Duplicity replacement --> rsync Time machine-like backups

backup

(Matthieu Gaillet) #1

Preliminary note : this is work in progress and comes without any warranty.

Why

While I like the general concept of nethserver’s backup strategy, I found that duplicity was not the best engine especially when nethserver is used as a file server with muli-terra files to be backuped :

  • Heavy CPU load
  • Awful Data throughput
  • Files stored in multi-pieces archives, making it hard to restore manually and more prone to break if only one piece of the archive gets corrupted
  • Necessity (why ?) to make a full backup every week at least.
  • backing up 2 To of data necessitate > 24h during which the server is on his knees.

What

Coming initially from the OSX world, I found a nice script that mimics Apple Time Machine’s way of doing backups.

  • Each backup is on its own folder named after the current timestamp.
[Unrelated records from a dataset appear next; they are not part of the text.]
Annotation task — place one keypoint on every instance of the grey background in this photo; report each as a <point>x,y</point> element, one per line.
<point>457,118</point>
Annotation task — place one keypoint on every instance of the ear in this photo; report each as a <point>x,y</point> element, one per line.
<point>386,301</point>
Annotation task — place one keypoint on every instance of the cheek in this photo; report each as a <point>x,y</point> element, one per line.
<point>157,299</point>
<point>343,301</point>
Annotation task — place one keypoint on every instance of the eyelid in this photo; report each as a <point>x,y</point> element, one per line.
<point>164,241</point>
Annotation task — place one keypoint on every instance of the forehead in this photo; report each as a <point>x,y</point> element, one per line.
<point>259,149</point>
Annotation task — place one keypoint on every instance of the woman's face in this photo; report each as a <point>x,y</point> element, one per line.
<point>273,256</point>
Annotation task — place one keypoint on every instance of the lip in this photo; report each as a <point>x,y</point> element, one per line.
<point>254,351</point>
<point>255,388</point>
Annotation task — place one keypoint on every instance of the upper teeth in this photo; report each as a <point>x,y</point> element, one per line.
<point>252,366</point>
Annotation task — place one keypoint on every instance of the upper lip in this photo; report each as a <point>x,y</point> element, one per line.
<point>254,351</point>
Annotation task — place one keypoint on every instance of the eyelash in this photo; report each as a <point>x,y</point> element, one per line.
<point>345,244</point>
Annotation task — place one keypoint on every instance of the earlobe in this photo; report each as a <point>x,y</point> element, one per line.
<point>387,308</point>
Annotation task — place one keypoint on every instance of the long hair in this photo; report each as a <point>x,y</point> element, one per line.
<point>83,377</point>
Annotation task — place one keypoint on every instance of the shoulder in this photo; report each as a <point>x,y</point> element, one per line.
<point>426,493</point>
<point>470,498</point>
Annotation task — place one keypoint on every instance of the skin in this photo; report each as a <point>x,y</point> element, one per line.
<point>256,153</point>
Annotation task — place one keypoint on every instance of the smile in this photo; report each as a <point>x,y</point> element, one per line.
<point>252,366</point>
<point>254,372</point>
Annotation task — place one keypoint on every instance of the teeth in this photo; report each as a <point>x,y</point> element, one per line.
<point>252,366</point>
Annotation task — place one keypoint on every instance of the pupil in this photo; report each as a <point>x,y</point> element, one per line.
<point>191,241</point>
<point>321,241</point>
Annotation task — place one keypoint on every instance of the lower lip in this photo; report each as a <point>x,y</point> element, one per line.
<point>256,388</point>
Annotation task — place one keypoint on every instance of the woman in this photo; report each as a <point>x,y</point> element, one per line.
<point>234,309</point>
Files can be copied and restored directly, without any intermediate tool.
  • It is possible to backup to/from remote destinations over SSH.
  • Files that haven’t changed from one backup to the next are hard-linked to the previous backup so take very little extra space.
  • Automatically purge old backups - within 24 hours, all backups are kept. Within one month, the most recent backup for each day is kept. For all previous backups, the most recent of each month is kept.
  • The script is mature and very nicely written. There are some helpers that make possible to have multiple backup profiles / destinations.

All in all, I personally can only see advantages against duplicity that was “never built to handle big volumes of data” (sic!).

I wanted to implement this script as a simple in-place replacement of duplicity as backup engine, without breaking the rest of the backup logic of nethserver. Thanks to the modular conception of nethserver and its backup-data module, this wasn’t difficult.

No existing file has to be modified. Only one configuration property has to be changed.

How

  1. Install the backup-data module and configure it as needed, then disable it.

  2. Download the main backup engine script, I choose to put it in /root
    cd /root
    git clone https://github.com/laurent22/rsync-time-backup.git

  3. Download my script used to interface nethserver with the main script :
    cd /etc/e-smith/events/actions/ git clone https://github.com/pagaille/nethserver-backup-data-rsync_tmbackup.git
    Review the script to ensure that the options fits your configuration (it should be the case)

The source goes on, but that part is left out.